Karachi: D. S. Industries Limited, a textile company, has revealed its financial results for the fiscal year ending June 30, 2025, exhibiting notable changes in its financial metrics compared to previous years. The company reported a profit after taxation of 5.25 million rupees for 2025, a substantial turnaround from a loss of 3.46 million rupees recorded in 2024.
According to information available from the Pakistan Stock Exchange (PSX), the company’s revenue from contracts with customers saw a significant contraction to 3.78 million rupees in 2025, down from 29.17 million rupees in 2024. Despite this drop in sales, the company managed to achieve a net profit margin of 138.69%, indicating a very large move relative to the previous year’s net profit margin of negative 11.85%.
The cost of sales also decreased to 3.89 million rupees from 21.27 million rupees, resulting in a gross loss of 110,079 rupees. Operating expenses witnessed a decline, with selling and distribution costs falling to 498,058 rupees from 9.16 million rupees, and administrative expenses reduced to 12.84 million rupees from 16.47 million rupees in the previous year.
Operating loss for the period stood at 2.08 million rupees, slightly worse than the loss of 540,081 rupees recorded in 2024. However, the company’s other income was reported at 11.37 million rupees, providing a buffer against the operating losses.
A notable contribution to the financial results came from the share of profit from associated undertakings, which increased to 8.51 million rupees in 2025 from 2.86 million rupees in 2024. This increase played a crucial role in the company’s improved financial performance.
The taxation expenses significantly reduced to 394,359 rupees from 5.40 million rupees, contributing to the overall positive net outcome for the year. Earnings per share for 2025 were reported at 0.06 rupees, compared to a loss per share of 0.04 rupees in 2024.

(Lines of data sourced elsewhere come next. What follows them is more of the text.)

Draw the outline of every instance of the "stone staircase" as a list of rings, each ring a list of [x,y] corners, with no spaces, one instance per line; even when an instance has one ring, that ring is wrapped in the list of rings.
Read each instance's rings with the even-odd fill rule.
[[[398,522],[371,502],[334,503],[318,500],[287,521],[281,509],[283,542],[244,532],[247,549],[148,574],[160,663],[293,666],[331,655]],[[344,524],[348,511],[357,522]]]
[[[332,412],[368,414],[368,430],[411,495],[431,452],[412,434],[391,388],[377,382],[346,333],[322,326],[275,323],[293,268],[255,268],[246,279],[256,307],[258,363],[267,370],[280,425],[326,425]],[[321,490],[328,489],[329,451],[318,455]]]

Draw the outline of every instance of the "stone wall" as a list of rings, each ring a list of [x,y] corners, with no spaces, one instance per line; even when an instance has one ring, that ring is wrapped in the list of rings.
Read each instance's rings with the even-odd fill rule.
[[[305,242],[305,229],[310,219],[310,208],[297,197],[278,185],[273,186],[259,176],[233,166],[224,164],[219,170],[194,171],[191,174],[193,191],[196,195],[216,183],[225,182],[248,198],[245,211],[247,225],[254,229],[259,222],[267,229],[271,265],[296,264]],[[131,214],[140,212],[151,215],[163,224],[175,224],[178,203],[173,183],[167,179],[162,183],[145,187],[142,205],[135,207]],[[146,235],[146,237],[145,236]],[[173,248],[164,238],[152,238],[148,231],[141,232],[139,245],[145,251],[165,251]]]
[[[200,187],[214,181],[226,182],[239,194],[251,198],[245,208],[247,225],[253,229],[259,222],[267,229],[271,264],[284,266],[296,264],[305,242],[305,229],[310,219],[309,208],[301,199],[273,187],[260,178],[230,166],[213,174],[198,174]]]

The balance sheet for the year showed total equity of 189.04 million rupees, up from 183.79 million rupees in the previous year. Current assets decreased to 110.44 million rupees from 121.45 million rupees, while current liabilities also saw a reduction to 95.65 million rupees from 107.77 million rupees.
These financial results highlight a significant shift in the company’s performance, reflecting strategic adjustments and improved profitability despite a challenging revenue environment.